Behind the demographics is a technology explosion on all fronts that makes it easier to create, process, and market new products. “The new marketing paradigm,” Sheth says, “is characterized by the move from traditional push–pull mass marketing to emerging interactive marketing.” Mass market brands don’t worry as much about the threat of large-scale competitors as much as niche marketers nibbling away at the corners. Ketchup, for instance, is a $2.2-billion global category. This year, Heinz will sell 650 million bottles of ketchup, consumed in 140 countries. Yet the exploding popularity of salsa in the U.S.—in many markets selling in greater volume than ketchup—prompted Heinz to diversify its line, which now includes Light Harvest and hot varieties.

“Success in increasing our financial strength will flow from our ability to generate brand and category growth,” stated Heinz chairman William R. Johnson in a recent speech to shareholders. “We will do this by staying in step with three dominant growth trends in the 21st century—technology, globalization, and innovation. Improved technology—particularly the Internet—will enhance our supply chain and permit us to build better, more intimate relationships with customers and consumers.” In other words, Heinz will strive to market closer to the individual consumer.

According to the Food Marketing Institute’s report, “Food Retailing in the 21st Century—Riding a Consumer Revolution,” released last April:
The simple and singular force driving the revolution is the consumer. The consumer’s market power is growing strong and ingrained.
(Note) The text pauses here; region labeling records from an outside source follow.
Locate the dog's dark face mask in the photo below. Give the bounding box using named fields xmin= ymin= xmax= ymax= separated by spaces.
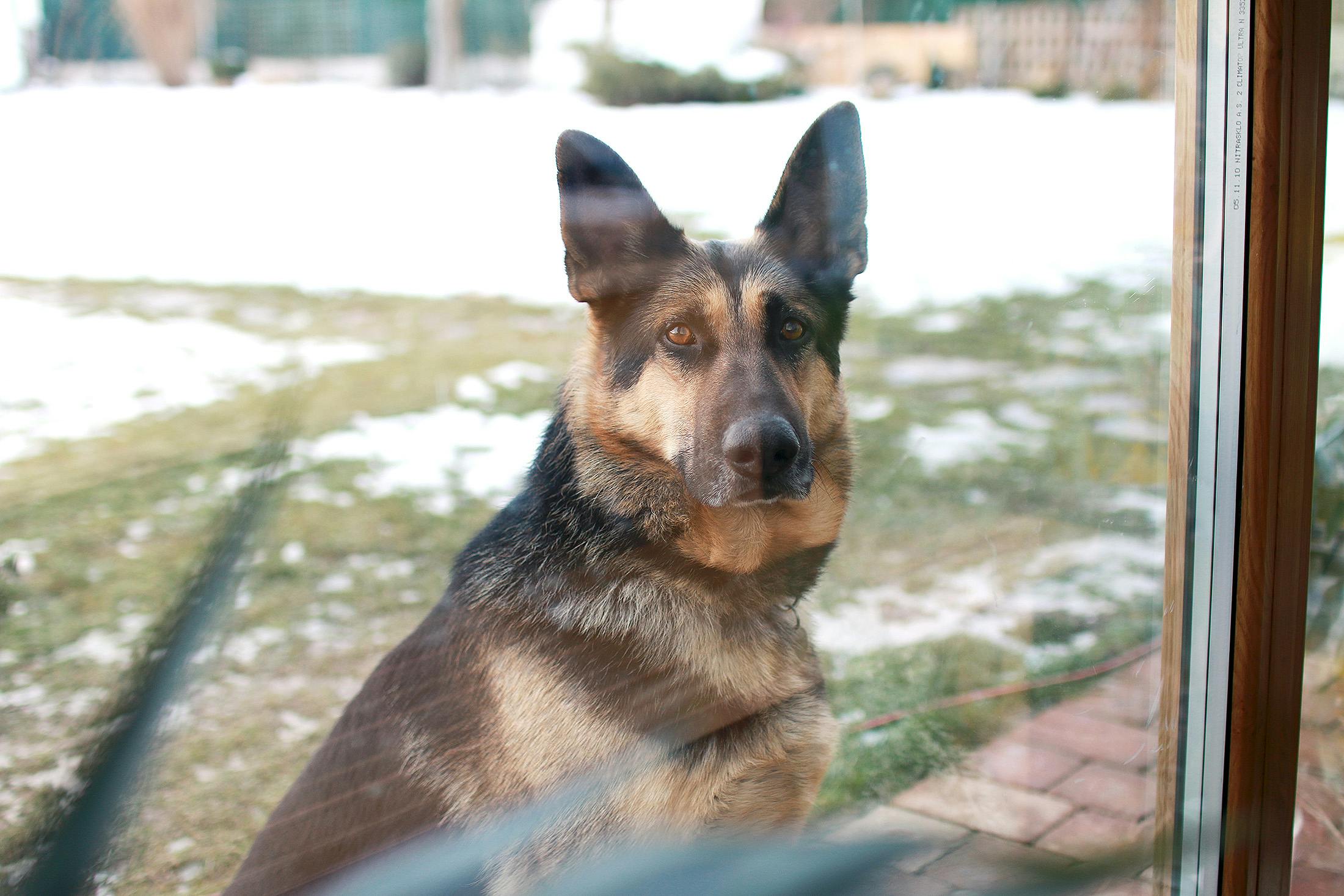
xmin=557 ymin=103 xmax=867 ymax=506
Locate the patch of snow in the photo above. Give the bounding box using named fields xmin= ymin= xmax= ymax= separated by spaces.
xmin=1082 ymin=392 xmax=1144 ymax=413
xmin=0 ymin=86 xmax=1177 ymax=318
xmin=906 ymin=410 xmax=1043 ymax=472
xmin=1009 ymin=364 xmax=1120 ymax=392
xmin=528 ymin=0 xmax=787 ymax=87
xmin=317 ymin=572 xmax=355 ymax=594
xmin=0 ymin=539 xmax=47 ymax=577
xmin=294 ymin=404 xmax=550 ymax=513
xmin=915 ymin=311 xmax=966 ymax=333
xmin=847 ymin=392 xmax=896 ymax=422
xmin=999 ymin=402 xmax=1055 ymax=431
xmin=1093 ymin=417 xmax=1167 ymax=445
xmin=453 ymin=373 xmax=495 ymax=404
xmin=485 ymin=360 xmax=555 ymax=388
xmin=0 ymin=295 xmax=381 ymax=464
xmin=883 ymin=355 xmax=1012 ymax=385
xmin=221 ymin=626 xmax=285 ymax=666
xmin=812 ymin=534 xmax=1164 ymax=654
xmin=1106 ymin=487 xmax=1167 ymax=530
xmin=51 ymin=613 xmax=153 ymax=666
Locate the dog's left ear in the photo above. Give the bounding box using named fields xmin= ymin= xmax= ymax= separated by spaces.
xmin=555 ymin=130 xmax=687 ymax=304
xmin=757 ymin=102 xmax=868 ymax=291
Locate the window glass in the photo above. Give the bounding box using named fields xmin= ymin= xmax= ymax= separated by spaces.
xmin=1291 ymin=77 xmax=1344 ymax=896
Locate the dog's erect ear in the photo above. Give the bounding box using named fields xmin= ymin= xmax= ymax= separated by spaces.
xmin=555 ymin=130 xmax=687 ymax=302
xmin=758 ymin=102 xmax=868 ymax=290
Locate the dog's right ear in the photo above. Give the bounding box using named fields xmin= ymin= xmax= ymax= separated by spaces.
xmin=555 ymin=130 xmax=687 ymax=302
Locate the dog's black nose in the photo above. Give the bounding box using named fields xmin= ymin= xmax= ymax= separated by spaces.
xmin=723 ymin=415 xmax=798 ymax=478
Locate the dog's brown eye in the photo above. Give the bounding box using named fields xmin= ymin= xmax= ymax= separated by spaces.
xmin=664 ymin=324 xmax=695 ymax=345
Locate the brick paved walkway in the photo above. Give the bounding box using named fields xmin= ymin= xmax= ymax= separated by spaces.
xmin=841 ymin=654 xmax=1344 ymax=896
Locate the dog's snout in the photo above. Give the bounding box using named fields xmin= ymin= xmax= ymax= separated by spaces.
xmin=723 ymin=415 xmax=798 ymax=478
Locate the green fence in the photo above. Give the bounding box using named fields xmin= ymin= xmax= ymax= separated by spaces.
xmin=42 ymin=0 xmax=136 ymax=59
xmin=42 ymin=0 xmax=532 ymax=59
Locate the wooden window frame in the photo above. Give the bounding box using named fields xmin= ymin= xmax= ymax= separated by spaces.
xmin=1153 ymin=0 xmax=1331 ymax=896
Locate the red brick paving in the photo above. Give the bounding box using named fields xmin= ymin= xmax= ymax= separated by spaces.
xmin=1036 ymin=809 xmax=1144 ymax=860
xmin=969 ymin=739 xmax=1083 ymax=790
xmin=1051 ymin=762 xmax=1157 ymax=821
xmin=895 ymin=774 xmax=1075 ymax=843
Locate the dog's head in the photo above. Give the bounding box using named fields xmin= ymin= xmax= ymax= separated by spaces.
xmin=557 ymin=103 xmax=868 ymax=506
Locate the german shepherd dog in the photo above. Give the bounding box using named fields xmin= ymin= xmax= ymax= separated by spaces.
xmin=226 ymin=103 xmax=867 ymax=896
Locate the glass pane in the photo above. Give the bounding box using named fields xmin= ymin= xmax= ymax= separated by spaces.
xmin=0 ymin=0 xmax=1177 ymax=896
xmin=1291 ymin=86 xmax=1344 ymax=896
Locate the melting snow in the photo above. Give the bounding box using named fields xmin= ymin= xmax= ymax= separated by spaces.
xmin=294 ymin=404 xmax=551 ymax=513
xmin=906 ymin=410 xmax=1044 ymax=472
xmin=812 ymin=534 xmax=1164 ymax=654
xmin=0 ymin=294 xmax=381 ymax=464
xmin=0 ymin=85 xmax=1177 ymax=310
xmin=885 ymin=355 xmax=1010 ymax=385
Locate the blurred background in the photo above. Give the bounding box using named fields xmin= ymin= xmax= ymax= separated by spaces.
xmin=0 ymin=0 xmax=1344 ymax=896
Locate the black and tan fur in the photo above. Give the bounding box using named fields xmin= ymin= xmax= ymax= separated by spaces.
xmin=227 ymin=103 xmax=867 ymax=896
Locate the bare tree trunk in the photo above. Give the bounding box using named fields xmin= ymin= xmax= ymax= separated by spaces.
xmin=117 ymin=0 xmax=196 ymax=87
xmin=425 ymin=0 xmax=462 ymax=90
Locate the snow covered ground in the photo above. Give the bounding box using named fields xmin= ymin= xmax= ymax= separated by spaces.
xmin=0 ymin=285 xmax=383 ymax=476
xmin=0 ymin=85 xmax=1174 ymax=309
Scanning data drive product assortment with the help of business practices such as category management.

Competition has never been more vigorous, with more than a dozen types of retailers vying for market share. Food retailers today include conventional supermarkets, superstores, supercenters, membership clubs, combination (food and drug) stores, natural and organic outlets, limited-assortment stores, convenience stores, dot-coms, and gasoline stations. Consumers have never had more choice in variety, value, nutrition, and quality.
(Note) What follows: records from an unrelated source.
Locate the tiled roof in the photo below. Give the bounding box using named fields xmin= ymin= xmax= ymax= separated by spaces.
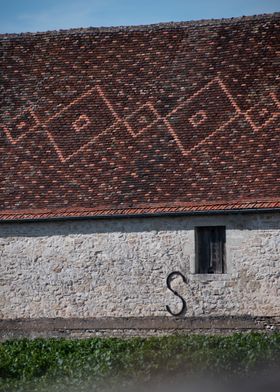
xmin=0 ymin=13 xmax=280 ymax=220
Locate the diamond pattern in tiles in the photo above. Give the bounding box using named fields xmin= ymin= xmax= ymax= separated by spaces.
xmin=45 ymin=88 xmax=118 ymax=161
xmin=1 ymin=108 xmax=39 ymax=144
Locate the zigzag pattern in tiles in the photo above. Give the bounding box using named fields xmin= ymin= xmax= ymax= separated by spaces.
xmin=2 ymin=77 xmax=280 ymax=162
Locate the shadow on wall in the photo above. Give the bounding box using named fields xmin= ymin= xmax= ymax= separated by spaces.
xmin=0 ymin=212 xmax=280 ymax=238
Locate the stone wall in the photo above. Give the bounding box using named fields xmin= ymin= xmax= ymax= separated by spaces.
xmin=0 ymin=213 xmax=280 ymax=322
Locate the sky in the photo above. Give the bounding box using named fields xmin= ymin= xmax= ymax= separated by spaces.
xmin=0 ymin=0 xmax=280 ymax=33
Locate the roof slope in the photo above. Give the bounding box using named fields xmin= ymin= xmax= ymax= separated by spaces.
xmin=0 ymin=14 xmax=280 ymax=219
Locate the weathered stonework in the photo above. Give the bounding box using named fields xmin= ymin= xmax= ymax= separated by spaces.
xmin=0 ymin=213 xmax=280 ymax=329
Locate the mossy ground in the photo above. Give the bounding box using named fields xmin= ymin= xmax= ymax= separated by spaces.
xmin=0 ymin=333 xmax=280 ymax=392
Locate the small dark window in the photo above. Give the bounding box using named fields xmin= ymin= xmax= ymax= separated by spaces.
xmin=195 ymin=226 xmax=226 ymax=274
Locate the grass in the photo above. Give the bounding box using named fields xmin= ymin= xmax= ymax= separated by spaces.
xmin=0 ymin=333 xmax=280 ymax=392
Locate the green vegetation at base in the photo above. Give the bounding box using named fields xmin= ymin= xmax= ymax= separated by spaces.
xmin=0 ymin=333 xmax=280 ymax=392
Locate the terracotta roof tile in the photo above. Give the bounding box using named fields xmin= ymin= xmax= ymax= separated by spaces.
xmin=0 ymin=13 xmax=280 ymax=220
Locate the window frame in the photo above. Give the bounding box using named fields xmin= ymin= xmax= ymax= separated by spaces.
xmin=194 ymin=225 xmax=227 ymax=276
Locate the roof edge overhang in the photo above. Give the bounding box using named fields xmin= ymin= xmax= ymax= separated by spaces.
xmin=0 ymin=198 xmax=280 ymax=223
xmin=0 ymin=11 xmax=280 ymax=41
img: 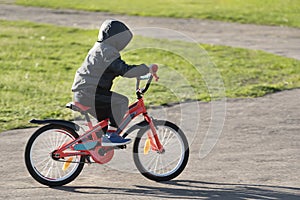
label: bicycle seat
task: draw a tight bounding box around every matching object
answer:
[66,102,91,112]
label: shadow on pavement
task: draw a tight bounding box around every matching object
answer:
[54,180,300,200]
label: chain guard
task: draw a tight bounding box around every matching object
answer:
[90,146,114,164]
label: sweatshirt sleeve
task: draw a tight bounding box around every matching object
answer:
[109,57,149,78]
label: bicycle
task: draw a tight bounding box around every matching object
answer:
[25,66,189,187]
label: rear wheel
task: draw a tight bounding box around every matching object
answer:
[25,124,84,187]
[133,121,189,181]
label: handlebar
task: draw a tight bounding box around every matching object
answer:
[136,65,159,98]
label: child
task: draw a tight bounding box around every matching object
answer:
[72,20,151,146]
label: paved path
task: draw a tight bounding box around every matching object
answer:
[0,4,300,60]
[0,5,300,200]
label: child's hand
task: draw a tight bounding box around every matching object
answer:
[149,64,159,81]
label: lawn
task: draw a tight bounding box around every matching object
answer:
[0,21,300,131]
[16,0,300,27]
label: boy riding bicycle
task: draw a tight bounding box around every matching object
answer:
[72,20,156,146]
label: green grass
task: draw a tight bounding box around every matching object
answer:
[0,21,300,131]
[16,0,300,27]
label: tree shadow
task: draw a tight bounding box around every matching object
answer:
[54,180,300,200]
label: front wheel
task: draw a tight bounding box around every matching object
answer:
[25,124,84,187]
[133,121,189,181]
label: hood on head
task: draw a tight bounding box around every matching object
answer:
[98,20,132,51]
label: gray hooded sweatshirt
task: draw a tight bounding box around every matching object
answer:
[72,20,149,105]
• The competition includes restaurants, especially fast food, which are near the milestone of controlling half the $800-billion market for food sales. Dual-income couples and generations X and Y are fueling steady sales growth in “food away from home.” In effect, the diverse consumer market is being matched by increasingly diverse channels of distribution. Behind it all, the Internet has had the most profound impact on these trends. In the backwash of the rise and fall of the so-called “New Economy,” Internet technology has established itself as a front-line marketing tool on two levels—business-to-business and direct-to-consumer. According to a recent Ernst & Young report, the Internet has produced “new technologies that are lowering transaction costs while enabling companies to make rapid, accurate decisions based on the changing demands of the market and inventory visibility.”
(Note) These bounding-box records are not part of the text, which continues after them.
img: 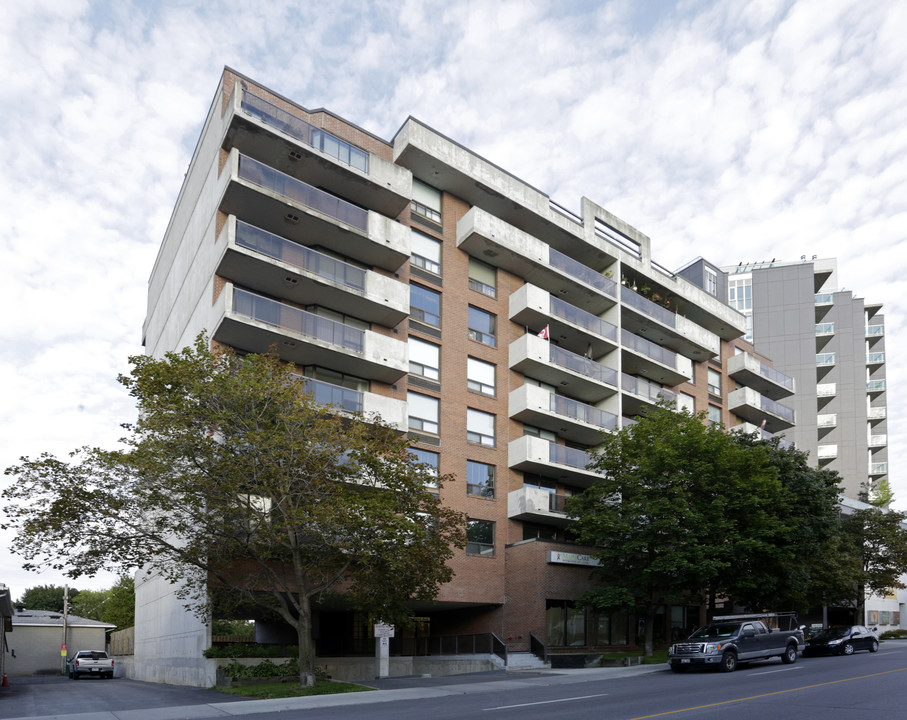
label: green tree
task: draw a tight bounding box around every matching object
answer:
[4,337,465,684]
[16,585,79,612]
[567,403,780,655]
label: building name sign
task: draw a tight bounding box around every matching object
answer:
[548,550,601,567]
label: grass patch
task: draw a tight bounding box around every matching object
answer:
[217,680,373,700]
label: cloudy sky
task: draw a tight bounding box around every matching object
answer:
[0,0,907,597]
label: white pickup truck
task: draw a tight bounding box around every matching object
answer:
[66,650,113,680]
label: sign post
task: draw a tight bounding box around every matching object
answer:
[375,623,394,678]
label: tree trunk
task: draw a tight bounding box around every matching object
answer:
[296,593,315,687]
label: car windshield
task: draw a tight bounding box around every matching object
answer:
[812,628,850,640]
[690,623,740,638]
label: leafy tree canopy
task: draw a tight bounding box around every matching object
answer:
[3,336,465,684]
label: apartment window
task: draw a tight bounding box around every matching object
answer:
[410,230,441,275]
[409,285,441,327]
[466,408,494,447]
[406,392,438,435]
[705,267,718,297]
[409,337,441,380]
[466,358,495,397]
[466,520,494,555]
[677,393,696,415]
[469,305,497,347]
[709,368,721,396]
[409,447,439,488]
[410,178,441,225]
[469,258,498,297]
[466,460,494,498]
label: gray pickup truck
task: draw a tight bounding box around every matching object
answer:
[66,650,113,680]
[668,613,804,672]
On the consumer side, the Internet is far more than a home shopping experience. More than half of U.S. consumers regularly use the Internet today, and nearly all of them use it daily, according to Dave Jenkins, Vice President of Food and Beverage Services for NPD Group, a New York-based research firm. Shopping, however, represents a small fraction of consumer time and usage. While 46% of Internet usage is to gather or access information, only 13% was spent at shopping sites, according to data collected early last year by NPD. And most online purchases are books and music, not food. Nevertheless, online grocery sales should exceed $1 billion this year, with the four largest online grocery e-tailers controlling 30% of the total market. The balance will go to online sales by traditional supermarkets and specialty niche players offering limited selection. “In the end,” Jenkins says, “the Internet provides an opportunity to strengthen your relationship with your customer and make grocery shopping, both online and onsite, easier and enjoyable.”

These new marketing dynamics provide myriad new routes to consumers for smaller entrepreneurial companies seeking to gain a foothold. In the words of technology pioneer Michael Dell, founder and CEO of Dell Computers, “The Internet is a huge vacuum sucking all the friction out of the economy. Companies that use this to their advantage will be the ones that survive and thrive.”